Having that information allows Moore to segregate patients based on low-, medium- and high-level needs. And doing that enables the practice to allocate its resources to the group of patients most in need of those resources, he said.

Moore explained that low-needs patients can be trusted to take health care information provided to them and follow through on their own. On the other hand, "We've learned that a patient with medium needs responds well to telephone intervention," said Moore. For instance, three follow-up phone calls from a staff person designated as a practice's telephone coach can dramatically improve a patient's chronic pain.

As for that last group, "We ramp up our outreach with high-needs patients … we're throwing a lot of resources their way," he said.

Hope for the Future

Important changes are on the way, according to Moore. "Now we're making the case (for change) with the employers, the people with the money," he said.
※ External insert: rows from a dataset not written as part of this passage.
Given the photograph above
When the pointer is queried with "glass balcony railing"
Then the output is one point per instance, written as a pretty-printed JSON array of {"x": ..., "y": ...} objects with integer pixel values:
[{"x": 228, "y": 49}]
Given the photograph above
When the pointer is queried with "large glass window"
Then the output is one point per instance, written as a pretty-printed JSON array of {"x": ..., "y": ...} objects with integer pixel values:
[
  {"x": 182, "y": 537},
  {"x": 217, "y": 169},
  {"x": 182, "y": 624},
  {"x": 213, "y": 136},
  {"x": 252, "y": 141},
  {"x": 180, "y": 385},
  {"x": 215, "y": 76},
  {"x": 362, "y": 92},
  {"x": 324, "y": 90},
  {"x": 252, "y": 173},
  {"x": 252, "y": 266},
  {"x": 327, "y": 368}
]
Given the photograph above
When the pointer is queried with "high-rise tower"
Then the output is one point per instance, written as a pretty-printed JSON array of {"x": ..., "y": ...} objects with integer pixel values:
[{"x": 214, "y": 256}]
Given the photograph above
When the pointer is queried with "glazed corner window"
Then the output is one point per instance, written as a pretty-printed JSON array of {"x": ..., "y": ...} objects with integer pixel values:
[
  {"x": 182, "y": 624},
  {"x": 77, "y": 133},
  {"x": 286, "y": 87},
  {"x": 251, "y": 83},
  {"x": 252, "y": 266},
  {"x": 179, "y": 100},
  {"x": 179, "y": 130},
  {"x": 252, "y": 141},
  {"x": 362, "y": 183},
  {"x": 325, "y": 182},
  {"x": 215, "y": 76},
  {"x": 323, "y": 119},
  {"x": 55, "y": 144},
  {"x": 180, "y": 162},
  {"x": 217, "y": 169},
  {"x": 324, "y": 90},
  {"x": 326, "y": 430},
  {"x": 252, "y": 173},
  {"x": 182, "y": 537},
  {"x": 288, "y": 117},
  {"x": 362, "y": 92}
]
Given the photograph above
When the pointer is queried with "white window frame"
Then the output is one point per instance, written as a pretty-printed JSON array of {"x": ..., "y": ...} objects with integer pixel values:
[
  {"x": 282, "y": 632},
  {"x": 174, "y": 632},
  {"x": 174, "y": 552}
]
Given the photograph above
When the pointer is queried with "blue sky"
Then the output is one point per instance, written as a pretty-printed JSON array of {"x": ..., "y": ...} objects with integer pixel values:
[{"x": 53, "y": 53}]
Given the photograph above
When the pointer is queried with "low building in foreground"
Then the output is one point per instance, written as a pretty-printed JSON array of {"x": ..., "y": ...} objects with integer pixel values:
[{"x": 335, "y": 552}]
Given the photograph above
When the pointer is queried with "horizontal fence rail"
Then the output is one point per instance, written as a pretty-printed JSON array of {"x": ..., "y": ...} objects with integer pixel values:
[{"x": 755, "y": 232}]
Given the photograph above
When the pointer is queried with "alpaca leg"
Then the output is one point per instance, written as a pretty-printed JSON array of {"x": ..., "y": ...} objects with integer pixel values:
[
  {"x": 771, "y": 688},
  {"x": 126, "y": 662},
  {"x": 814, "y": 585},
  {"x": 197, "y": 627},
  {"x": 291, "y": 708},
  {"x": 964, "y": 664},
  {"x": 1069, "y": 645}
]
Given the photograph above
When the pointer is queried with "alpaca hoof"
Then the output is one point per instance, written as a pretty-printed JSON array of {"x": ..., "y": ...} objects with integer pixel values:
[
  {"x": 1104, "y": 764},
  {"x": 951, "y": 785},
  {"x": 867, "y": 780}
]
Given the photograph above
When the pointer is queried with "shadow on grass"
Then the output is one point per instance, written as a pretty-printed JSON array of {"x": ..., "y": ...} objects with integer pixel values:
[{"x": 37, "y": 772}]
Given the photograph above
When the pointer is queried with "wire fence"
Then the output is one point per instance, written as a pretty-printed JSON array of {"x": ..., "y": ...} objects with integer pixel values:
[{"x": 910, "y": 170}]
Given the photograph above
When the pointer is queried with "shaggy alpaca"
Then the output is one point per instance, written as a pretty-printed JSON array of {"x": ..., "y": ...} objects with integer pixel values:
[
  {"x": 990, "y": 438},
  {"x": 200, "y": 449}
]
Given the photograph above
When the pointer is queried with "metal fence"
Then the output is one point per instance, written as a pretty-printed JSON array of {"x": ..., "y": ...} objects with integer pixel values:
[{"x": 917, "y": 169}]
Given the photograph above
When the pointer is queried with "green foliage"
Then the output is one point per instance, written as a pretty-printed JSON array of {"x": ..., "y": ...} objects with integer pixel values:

Pilot projects are needed to show that physicians should be paid for making key structural changes in their practices and for attaining results. And, he added, information about those results should be attained through patient self-reporting. The current method -- collecting subsets of data -- does not report any meaningful information, he said.

The issue at hand is not so much to create an awareness of the need for primary care as it is to change the delivery of primary care, said Moore in response to a question from the audience. The new model "cannot be more of the same." Rather, he said, it's got to have new and different elements.

"It's hard to have a seat at the table if you're not doing due diligence in your own practice," he concluded.